Ora todo este longo capítulo sobre a forma como funciona o nosso cérebro — uma área que sempre me fascinou! — tem apenas um único propósito: explicar que o cérebro não é uma máquina computacional, mesmo que esse modelo do cérebro continue a ser muito popular, mas é, isso sim, um sistema de processamento de informação (de forma não-computacional) que se altera a si próprio. Não meramente ao nível do «software» (o que poderia ser explicado por novas e diferentes interligações entre neurónios) mas mesmo a nível do «hardware» (o tempo de propagação de informação pelo sistema nervoso central altera-se; certas conexões deixam de ser usadas; áreas do cérebro apropriadas para determinado processamento de informação passam a processar coisas completamente diferentes; etc.).

O que se sabe hoje em dia é que, pelo menos em certos tipos de depressão, o que acontece é que há uma «avaria» no cérebro.
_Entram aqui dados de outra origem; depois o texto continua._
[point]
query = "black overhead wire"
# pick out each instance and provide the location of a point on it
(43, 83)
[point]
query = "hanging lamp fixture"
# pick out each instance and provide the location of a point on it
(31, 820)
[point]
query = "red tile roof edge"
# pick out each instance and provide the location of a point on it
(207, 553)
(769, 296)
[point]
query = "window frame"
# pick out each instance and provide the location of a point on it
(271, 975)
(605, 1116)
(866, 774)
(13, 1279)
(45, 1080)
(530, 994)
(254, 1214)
Em seres humanos saudáveis, existe uma substância neurotransmissora, a serotonina, que é responsável por uma série de funções a nível gastro-intestinal, mas também está na origem dos mecanismos que regulam o humor. De uma forma simplista — até porque não sei explicar mais do que isto! — quando realizamos acções que sejam positivas para o nosso bem-estar (físico ou mental), o cérebro é «inundado» de serotonina. Por exemplo, comer leva à libertação de serotonina, e isso produz-nos bem-estar. Porquê? Porque temos de nos alimentar para sobreviver. Assim, a serotonina é uma espécie de mecanismo que nos diz o que é que nos faz sentir bem, despoletando depois, ao nível das capacidades cognitivas superiores, uma sensação de agrado, de prazer, de bem-estar.
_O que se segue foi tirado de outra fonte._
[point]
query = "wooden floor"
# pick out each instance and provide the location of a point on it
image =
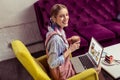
(13, 70)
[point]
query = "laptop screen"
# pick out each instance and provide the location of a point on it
(95, 50)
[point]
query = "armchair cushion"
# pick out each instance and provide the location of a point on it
(24, 56)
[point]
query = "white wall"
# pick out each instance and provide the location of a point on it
(18, 21)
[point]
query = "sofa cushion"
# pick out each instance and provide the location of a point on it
(96, 30)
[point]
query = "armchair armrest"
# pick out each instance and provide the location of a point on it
(89, 74)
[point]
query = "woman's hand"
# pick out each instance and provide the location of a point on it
(98, 69)
(71, 49)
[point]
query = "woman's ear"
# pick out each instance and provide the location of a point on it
(53, 19)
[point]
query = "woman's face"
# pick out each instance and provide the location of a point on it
(62, 18)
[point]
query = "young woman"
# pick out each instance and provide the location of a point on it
(58, 48)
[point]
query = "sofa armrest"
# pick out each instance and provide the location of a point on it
(89, 74)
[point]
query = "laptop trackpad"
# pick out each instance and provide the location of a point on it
(78, 67)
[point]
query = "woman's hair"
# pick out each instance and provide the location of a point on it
(55, 9)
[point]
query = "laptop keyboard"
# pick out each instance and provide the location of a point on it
(86, 62)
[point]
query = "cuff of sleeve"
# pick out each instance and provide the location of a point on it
(62, 59)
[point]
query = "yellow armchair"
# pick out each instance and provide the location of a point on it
(38, 67)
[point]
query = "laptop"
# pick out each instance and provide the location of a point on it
(89, 60)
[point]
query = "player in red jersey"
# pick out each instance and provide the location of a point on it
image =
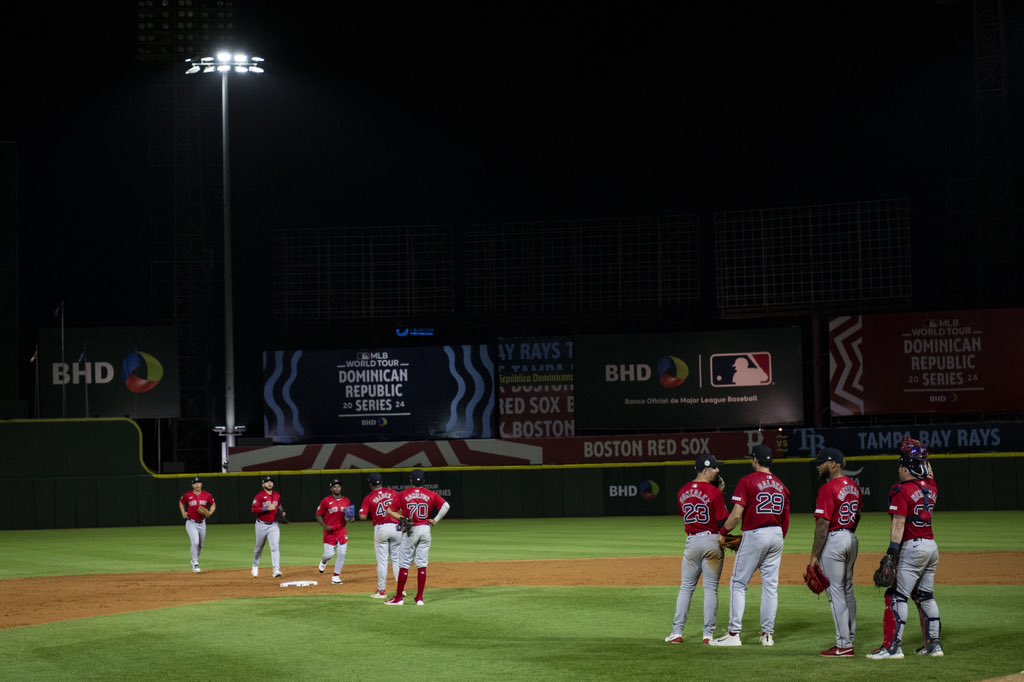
(268, 510)
(196, 507)
(837, 514)
(387, 540)
(332, 514)
(702, 508)
(911, 503)
(424, 508)
(762, 501)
Há muitas coisas que activam a libertação de serotonina no cérebro. A mais conhecida (e que por isso é sempre tão entusiasticamente defendida pela classe médica!) é o desporto e a actividade física. Mas também comer chocolate liberta serotonina. Assim como fazer coisas agradáveis — ler um livro, ver TV, jogar no computador. Regra geral, a maior parte das actividades que consideramos «agradáveis» estão ligadas à serotonina — até coisas como dormir ou ter sexo. Fumar, ou ingerir nicotina de outra forma, também liberta imensa serotonina — daí o acto de fumar ser tão viciante: é o próprio cérebro que é quimicamente alterado pela nicotina (outra substância neurotransmissora) para ter níveis mais elevados de serotonina. Sei que sou suspeita por dizer estas coisas, mas a esmagadora maioria dos fumadores (atenção que há sempre excepções!) são pessoas mais calmas, mais equilibradas, com um humor mais constante (pouco dados a grande alterações de humor), menos irritáveis, menos ansiosas — desde que possam fumar à vontade, claro está. Isto é porque estão artificialmente a aumentar os seus níveis de serotonina e a manter o cérebro num modo de funcionamento de níveis mais elevados de satisfação. Claro está que logo que os níveis de nicotina diminuem no organismo (a nicotina é completamente eliminada ao final de 8 horas), também diminuem os níveis de serotonina, e isto é o que leva os fumadores a serem completamente viciados e a terem muita dificuldade em parar de fumar: porque isso significa sentirem não só a falta da droga, como se tornarem em pessoas ansiosas, irritadas, frustradas, cheias de medos, ansiedades e problemas… quando não têm nada disso enquanto fumam.